Chapter 7 Parker

Denny Peterson.

It’s the first time I’ve laid eyes on that mop of unkempt hair since the night I discovered him in this bar and bestowed upon him the role of a lifetime: Summer’s new…

Guy.

Elbows propped on the mahogany bar behind me, I squint at the table our friends have occupied in the middle of Oakley’s.

Brooks and Siena flew in a couple of days ago to visit her adoptive mom.

Zac and my sister made it down, too, and they, plus Shy, all sit happily surrounding Summer. Listening avidly to Denny’s talking.

I swear, there’s something off about him.

I can’t put my finger on it—the reason for this scrape in my chest whenever Summer gushes about him.

That prickle at the back of my neck when I watch him too closely.

He’s a decent conversationalist, if a little reserved—like he’s sitting in a job interview, trying not to say the wrong thing.

But then, he’s being introduced to Summer’s closest friends. Maybe I’d be nervous, too.
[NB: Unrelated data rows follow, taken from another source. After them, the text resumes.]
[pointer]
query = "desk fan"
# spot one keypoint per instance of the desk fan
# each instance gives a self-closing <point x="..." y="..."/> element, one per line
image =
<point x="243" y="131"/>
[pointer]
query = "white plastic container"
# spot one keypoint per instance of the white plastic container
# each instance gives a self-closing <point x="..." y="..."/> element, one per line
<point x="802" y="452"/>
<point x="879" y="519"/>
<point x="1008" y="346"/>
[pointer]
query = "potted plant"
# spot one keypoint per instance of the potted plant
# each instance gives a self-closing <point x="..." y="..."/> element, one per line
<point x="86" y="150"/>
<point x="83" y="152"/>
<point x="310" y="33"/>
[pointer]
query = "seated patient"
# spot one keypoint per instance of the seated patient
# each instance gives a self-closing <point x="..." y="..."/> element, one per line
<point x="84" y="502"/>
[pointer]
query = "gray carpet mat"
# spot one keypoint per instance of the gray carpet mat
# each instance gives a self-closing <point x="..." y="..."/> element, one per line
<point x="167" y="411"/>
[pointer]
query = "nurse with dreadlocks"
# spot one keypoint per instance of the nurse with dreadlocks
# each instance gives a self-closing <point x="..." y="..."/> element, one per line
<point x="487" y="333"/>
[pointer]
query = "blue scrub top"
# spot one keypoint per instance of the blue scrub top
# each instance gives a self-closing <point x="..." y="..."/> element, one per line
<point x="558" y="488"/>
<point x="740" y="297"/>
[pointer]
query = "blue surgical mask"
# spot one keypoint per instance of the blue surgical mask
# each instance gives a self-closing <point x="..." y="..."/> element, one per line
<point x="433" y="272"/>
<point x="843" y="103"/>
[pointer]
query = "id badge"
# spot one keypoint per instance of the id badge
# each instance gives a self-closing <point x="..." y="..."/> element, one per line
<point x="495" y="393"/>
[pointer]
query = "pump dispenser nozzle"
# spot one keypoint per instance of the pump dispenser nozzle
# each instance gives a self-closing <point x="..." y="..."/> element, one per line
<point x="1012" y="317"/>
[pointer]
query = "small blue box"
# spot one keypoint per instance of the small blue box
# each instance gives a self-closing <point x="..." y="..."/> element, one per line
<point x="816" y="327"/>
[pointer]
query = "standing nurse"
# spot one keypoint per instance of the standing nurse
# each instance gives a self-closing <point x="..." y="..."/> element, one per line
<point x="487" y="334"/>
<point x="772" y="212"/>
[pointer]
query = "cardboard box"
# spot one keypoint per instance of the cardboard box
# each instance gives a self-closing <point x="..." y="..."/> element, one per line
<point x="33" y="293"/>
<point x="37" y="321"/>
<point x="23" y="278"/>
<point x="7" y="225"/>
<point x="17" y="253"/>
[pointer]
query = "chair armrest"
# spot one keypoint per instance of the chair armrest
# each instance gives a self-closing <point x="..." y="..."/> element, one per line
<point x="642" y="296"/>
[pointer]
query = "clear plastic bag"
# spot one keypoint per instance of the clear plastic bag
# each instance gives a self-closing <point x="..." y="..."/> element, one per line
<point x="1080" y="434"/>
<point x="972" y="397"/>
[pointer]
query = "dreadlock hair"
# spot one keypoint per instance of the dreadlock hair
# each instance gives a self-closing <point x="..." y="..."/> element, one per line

Denny tugs his phone out of his pocket and flips it face down on the table once he’s checked it.

His arm drapes over the back of Summer’s chair and he absently strokes her bare shoulder with his thumb.

I’m glad he’s paying her the attention she’s owed, but I wish he’d just quit it for a minute so that I can properly think.

It’s been nagging at me for weeks, and I really need to figure out what it is about this guy that isn’t sitting right.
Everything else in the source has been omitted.